Opinión

A pocas cuadras de palacio

COLUMNA: IVÁN SLOCOVICH

05 de Septiembre del 2019 - 07:30 IVÁN SLOCOVICH PARDO

El caso de Flor Quispe Vílchez, la madre que el martes por la noche estuvo a punto de perder a sus gemelas sietemesinas por falta de incubadoras en el Hospital San Bartolomé del Centro de Lima, deja en claro que el problema no es solo de los gobiernos regionales que manejan la salud pública en sus jurisdicciones, sino también del Ministerio de Salud y del sistema en general, el cual ya ha ocasionado la muerte de 1200 prematuros en lo que va del 2019.

La señora Quispe no pudo dar a luz en el mencionado centro asistencial por falta de incubadoras. Por eso se intentó llevarla al frente, al Hospital Arzobispo Loayza, pero tampoco contaba con los mencionados equipos. El drama terminó cuando logró ser evacuada al Hipólito Unanue, en El Agustino, donde sí se pudo atender a las pequeñas. Estamos hablando de Lima, de la capital, no de alguna región donde nadie sabe cómo se manejan los recursos.
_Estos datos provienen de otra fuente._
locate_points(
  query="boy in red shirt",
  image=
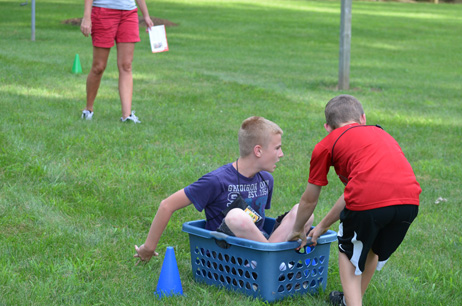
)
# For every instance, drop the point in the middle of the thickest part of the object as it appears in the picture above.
(380, 199)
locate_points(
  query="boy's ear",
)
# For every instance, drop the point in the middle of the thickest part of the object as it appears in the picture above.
(328, 128)
(257, 150)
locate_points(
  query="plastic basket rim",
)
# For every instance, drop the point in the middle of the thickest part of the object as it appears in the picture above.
(195, 227)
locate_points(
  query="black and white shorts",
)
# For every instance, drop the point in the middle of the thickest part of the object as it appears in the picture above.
(381, 230)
Lo “extraño” de estos casos conocidos a lo largo del fin de semana es que hasta el momento los “defensores de los derechos humanos”, que han hecho carrera y dinero con casos como los de las esterilizaciones del gobierno de Alberto Fujimori, no han ido a hacer un plantón al Ministerio de Salud o a la Plaza Dos de Mayo para exigir sanciones para los responsables. ¿Será porque estas muertes nada tienen que ver con fujimoristas, apristas o sus rivales políticos e ideológicos?

Pero si vamos más allá y solo por un momento dejamos de lado las incubadoras y los niños fallecidos, cabría preguntarnos cuántas otras personas de todas las edades han muerto en los últimos meses por carencias en los hospitales públicos. En esta oportunidad ha saltado a la luz la situación de los neonatos, pero estoy seguro de que hay muchas otras situaciones que han costado vidas y en las que nadie asume su responsabilidad.

La ministra de Salud, Zulema Tomás, tiene mucho que explicar sobre la falta de incubadoras y de todo aquello que ha ocasionado la muerte de los neonatos, mientras el presidente Martín Vizcarra se da el lujo de ofrecer aseguramiento universal en salud pese a las carencias que tuvo la mala suerte de experimentar la señora Quispe al intentar dar a luz a pocas cuadras de la Plaza de Armas de Lima y de Palacio de Gobierno.